Adrienne Rich 1929-2012

Just after Adrienne Rich died, I found her in Strong Words, the Bloodaxe collection of modern poets talking about modern poetry (edited by Herbert & Hollis).   At a poetry reading in 1964, Rich talked about her development as a poet.  In early days, she said, she had “a much more absolutist approach to the universe”. 

I also felt... that a poem was an arrangement of ideas and feelings, pre-determined, and it said what I had already decided it should say.  There were occasional surprises… but control, technical mastery and intellectual clarity were the real goals.

Only gradually… did I begin to feel that these poems, even the ones I liked best and in which I felt I’d said most, were queerly limited, that in many cases I had suppressed, omitted, falsified even, certain disturbing elements, to gain that perfection of order…

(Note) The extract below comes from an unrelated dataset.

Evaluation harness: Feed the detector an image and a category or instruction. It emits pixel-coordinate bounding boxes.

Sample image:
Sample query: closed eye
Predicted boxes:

I can no longer go to write a poem with a neat handful of materials and express these materials according to a prior plan: the poem itself engenders new sensations, new awareness in me as it progresses.  Without for one moment turning my back on conscious choice and selection, I have been increasingly willing to let the unconscious offer its materials, to listen to more than the one voice of a single idea…  Instead of poems about experiences I am getting poems that are experiences, that contribute to my knowledge and my emotional life even while they reflect and assimilate it. 

This sent me back to ‘Diving into the Wreck’, a poem that seems to change, and get better, on each reading.  One test of a great poem?  It was written in 1972, and this time I read it against the background of Rich’s statement.  The whole poem is here.  Here are some extracts.    

I go down.
My flippers cripple me,
I crawl like an insect down the ladder
and there is no one
to tell me when the ocean
will begin.

….

I came to explore the wreck.
The words are purposes.
The words are maps.
I came to see the damage that was done
and the treasures that prevail.
I stroke the beam of my lamp
slowly along the flank
of something more permanent
than fish or weed

the thing I came for:
the wreck and not the story of the wreck
the thing itself and not the myth
the drowned face always staring
toward the sun
the evidence of damage
worn by salt and sway into this threadbare beauty
the ribs of the disaster
curving their assertion
among the tentative haunters.

I like the poem for the beauty, interest and magic of the description, the rich associations, and the authoritative yet also meditative tone.  It’s a political poem, a powerful statement of feminism that transcends male/female differences - and its source of power is the poetry. 

There’s a page of interpretations on the University of Illinois’ Modern American Poetry website. 

1 comment:

  1. In an afterword to Adrienne Rich's pamphlet ‘Poetry and Commitment’, a rousing defence of the social role (duty) of the poet, Mark Doty says Rich's commitment and questioning of power structures are ‘the huge rockshelves’ under her work.
    In the pamphlet she makes a powerful point about politics which has resonated with me since I first read it: ‘In my lifetime I’ve seen the breakdown of rights and citizenship where ordinary “somebodies”, poets or not, have left politics to a political class bent on shoveling the elemental resources, the public commons, of the entire world into private control.’